Department of Neurology, Brain and Cognitive Sciences, University of Rochester Medical Center, Rochester, NY 14642-0673, USA.
Neurobiol Aging. 2012 Nov;33(11):2551-60. doi: 10.1016/j.neurobiolaging.2011.12.031. Epub 2012 Feb 17.
We assessed the cortical processing of self-movement stimuli in aging and Alzheimer's disease (AD). Our goal was to identify distinguishing effects on neural mechanisms related to driving and navigation. Young (YNC) and older (ONC) normal controls, and early AD patients (EAD) viewed real-world videos and dot motion stimuli simulating self-movement scenes. We recorded visual motion event related potentials (VMERPs) to stimulus motion coherence and speed. Aging delays motion evoked N200s, whereas AD diminishes response amplitudes. Early Alzheimer's disease patients respond to increments in motion coherence, but they are uniquely unresponsive to increments in motion speed that simulate accelerating self-movement. AD-related impairments of self-movement processing may have grave consequences for driving safety and navigational independence.

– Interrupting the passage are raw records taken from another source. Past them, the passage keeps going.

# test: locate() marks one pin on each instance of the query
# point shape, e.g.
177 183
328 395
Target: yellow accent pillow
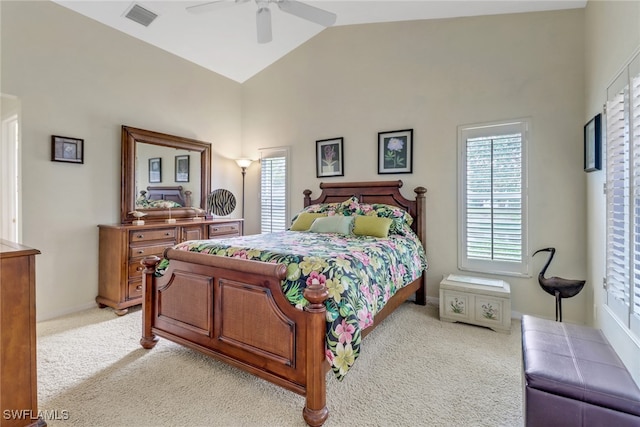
372 226
333 224
304 221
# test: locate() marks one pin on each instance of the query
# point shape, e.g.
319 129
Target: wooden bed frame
235 310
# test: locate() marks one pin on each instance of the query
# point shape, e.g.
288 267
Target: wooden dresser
18 382
123 246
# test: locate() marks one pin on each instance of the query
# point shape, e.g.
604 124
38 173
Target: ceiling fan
263 15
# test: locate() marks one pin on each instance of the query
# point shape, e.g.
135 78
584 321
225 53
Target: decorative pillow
304 220
371 226
333 224
399 216
335 208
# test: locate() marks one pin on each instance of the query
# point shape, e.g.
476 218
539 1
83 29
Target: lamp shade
244 163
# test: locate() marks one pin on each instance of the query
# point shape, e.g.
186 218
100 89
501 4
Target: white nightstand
476 300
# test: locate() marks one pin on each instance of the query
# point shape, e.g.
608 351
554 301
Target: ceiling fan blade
213 5
308 12
263 25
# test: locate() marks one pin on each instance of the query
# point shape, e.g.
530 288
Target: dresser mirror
163 176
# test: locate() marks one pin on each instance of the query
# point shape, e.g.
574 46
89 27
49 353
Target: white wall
433 76
81 79
349 81
612 34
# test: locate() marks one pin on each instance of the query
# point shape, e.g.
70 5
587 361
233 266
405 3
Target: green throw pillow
333 224
371 226
304 221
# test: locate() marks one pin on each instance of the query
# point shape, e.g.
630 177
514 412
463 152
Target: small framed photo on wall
155 170
395 151
592 145
65 149
329 158
182 168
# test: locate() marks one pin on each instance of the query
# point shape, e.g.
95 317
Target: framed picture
395 151
65 149
182 168
592 145
329 158
155 169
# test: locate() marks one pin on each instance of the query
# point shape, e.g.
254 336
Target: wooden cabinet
123 246
18 383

我们评估了衰老和阿尔茨海默病(AD)中自我运动刺激的皮质处理。我们的目标是确定与驾驶和导航相关的神经机制的区别效应。年轻(YNC)和年长(ONC)正常对照组以及早期 AD 患者(EAD)观看真实世界的视频和模拟自我运动场景的点运动刺激。我们记录了视觉运动事件相关电位(VMERPs)以响应刺激运动的连贯性和速度。衰老会延迟运动诱发的 N200,而 AD 则会降低反应幅度。早期阿尔茨海默病患者对运动连贯性的增加做出反应,但对模拟加速自我运动的运动速度的增加却没有反应。与 AD 相关的自我运动处理受损可能对驾驶安全和导航独立性产生严重后果。